For me, it’s not so much finding purpose. I have purpose. And it’s not so much achieving my potential. I have potential (ha).
It’s that I want more than what I was given. I want to be smarter than I am, more productive than I can, taller than I grew. I want to be me without being me.
But where is this coming from? Who is telling me that I should be more of someone else? My immigrant parents? My academic educators? The television?
Is it just my genetic disposition to be slightly dissatisfied with all that I have? Doubtful.
On days like today, when I can feel the slow start rolling out from under my comforter, I know that I will be spending the morning yearning.
I know that it’s not good for me. And I know that I can’t help it. I don’t smoke. I don’t diet. I yearn.
Maybe I don’t know what I want. But I know that I want it.
23:
… or whatever.
I was digging through an old spiral notebook today, searching for unused lined paper, when I found a sheet on which I had tracked personal going-on’s for past birthdays in a manner similar only to archaic library catalogues. Handwritten. Yellowed paper. Saved as reference.
20 was spent lounging, daiquiri in hand, by a pool off the coast of Mexico.
21, drunk in Las Vegas, encouraging strange men to buy me drinks and forcing my sister to be my designated driver.
22, at my parents’ house in Tustin, abnormally thin and suffering from a broken heart.
23, indoors during a rainy Taiwan spring, receiving the largest bouquet of flowers I’ve ever gotten.
24, revelling in the most beautiful part of China, letting everyone think my friend was my husband just because we shared hotel rooms.

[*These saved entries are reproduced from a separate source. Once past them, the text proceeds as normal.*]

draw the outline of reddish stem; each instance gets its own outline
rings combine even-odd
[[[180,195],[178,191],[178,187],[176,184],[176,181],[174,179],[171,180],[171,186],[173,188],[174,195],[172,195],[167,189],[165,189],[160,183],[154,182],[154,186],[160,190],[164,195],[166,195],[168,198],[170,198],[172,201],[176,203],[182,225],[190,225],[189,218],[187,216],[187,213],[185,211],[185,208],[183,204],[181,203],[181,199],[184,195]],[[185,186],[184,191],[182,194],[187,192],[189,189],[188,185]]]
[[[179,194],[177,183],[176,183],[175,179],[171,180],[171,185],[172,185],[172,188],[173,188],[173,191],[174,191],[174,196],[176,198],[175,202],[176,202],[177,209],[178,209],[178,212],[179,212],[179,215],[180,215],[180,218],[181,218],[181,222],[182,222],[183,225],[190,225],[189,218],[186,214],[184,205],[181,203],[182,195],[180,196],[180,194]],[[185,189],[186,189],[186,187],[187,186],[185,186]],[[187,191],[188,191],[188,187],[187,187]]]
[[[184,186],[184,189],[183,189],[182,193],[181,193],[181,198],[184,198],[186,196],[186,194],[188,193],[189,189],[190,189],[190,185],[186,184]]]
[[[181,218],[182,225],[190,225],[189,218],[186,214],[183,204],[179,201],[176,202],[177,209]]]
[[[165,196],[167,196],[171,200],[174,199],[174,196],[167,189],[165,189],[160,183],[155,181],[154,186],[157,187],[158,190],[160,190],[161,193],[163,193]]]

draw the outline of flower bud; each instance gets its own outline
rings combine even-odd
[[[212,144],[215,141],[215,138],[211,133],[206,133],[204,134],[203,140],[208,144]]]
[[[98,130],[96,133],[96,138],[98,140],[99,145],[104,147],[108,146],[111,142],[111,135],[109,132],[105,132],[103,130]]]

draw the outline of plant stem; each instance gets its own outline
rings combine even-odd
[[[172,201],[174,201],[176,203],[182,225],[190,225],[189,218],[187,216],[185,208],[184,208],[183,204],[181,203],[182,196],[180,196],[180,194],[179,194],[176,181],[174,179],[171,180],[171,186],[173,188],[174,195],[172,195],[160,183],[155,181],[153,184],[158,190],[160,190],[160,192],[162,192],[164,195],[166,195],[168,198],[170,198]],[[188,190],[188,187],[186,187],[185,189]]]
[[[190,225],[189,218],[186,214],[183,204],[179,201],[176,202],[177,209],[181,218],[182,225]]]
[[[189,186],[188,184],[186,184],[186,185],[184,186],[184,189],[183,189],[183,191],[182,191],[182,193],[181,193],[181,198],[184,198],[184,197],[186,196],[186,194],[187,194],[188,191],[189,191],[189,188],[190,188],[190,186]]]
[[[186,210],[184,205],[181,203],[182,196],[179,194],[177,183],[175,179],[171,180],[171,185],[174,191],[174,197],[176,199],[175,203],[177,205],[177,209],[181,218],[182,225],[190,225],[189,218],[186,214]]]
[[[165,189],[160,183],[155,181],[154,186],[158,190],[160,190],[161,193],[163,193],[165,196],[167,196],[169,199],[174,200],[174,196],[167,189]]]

25, in someone’s bathroom in Manhattan, sobbing because my grandfather had just gotten diagnosed with terminal cancer.
26, training in San Francisco for the half-marathon race that I completed 2 weeks later.
27? My god, that’s coming up fast.
I wonder if 27 should be the year I find myself in an authentic, loving relationship. Fully recovered from what I was almost led to believe would be an insurmountable heartache at 22, I speak with more reservation, I write with less conviction, and I run when I should stay.
And damn if I’m not ready for something else.
In a few months, maybe I’ll find myself engaging in romantic relationships where longevity is an actual possibility. Or maybe I’ll just keep dating the hell out of this city until it cries uncle and refuses to see me. I mean, I need something with which to occupy my time (lord knows I can’t find a job to save my life).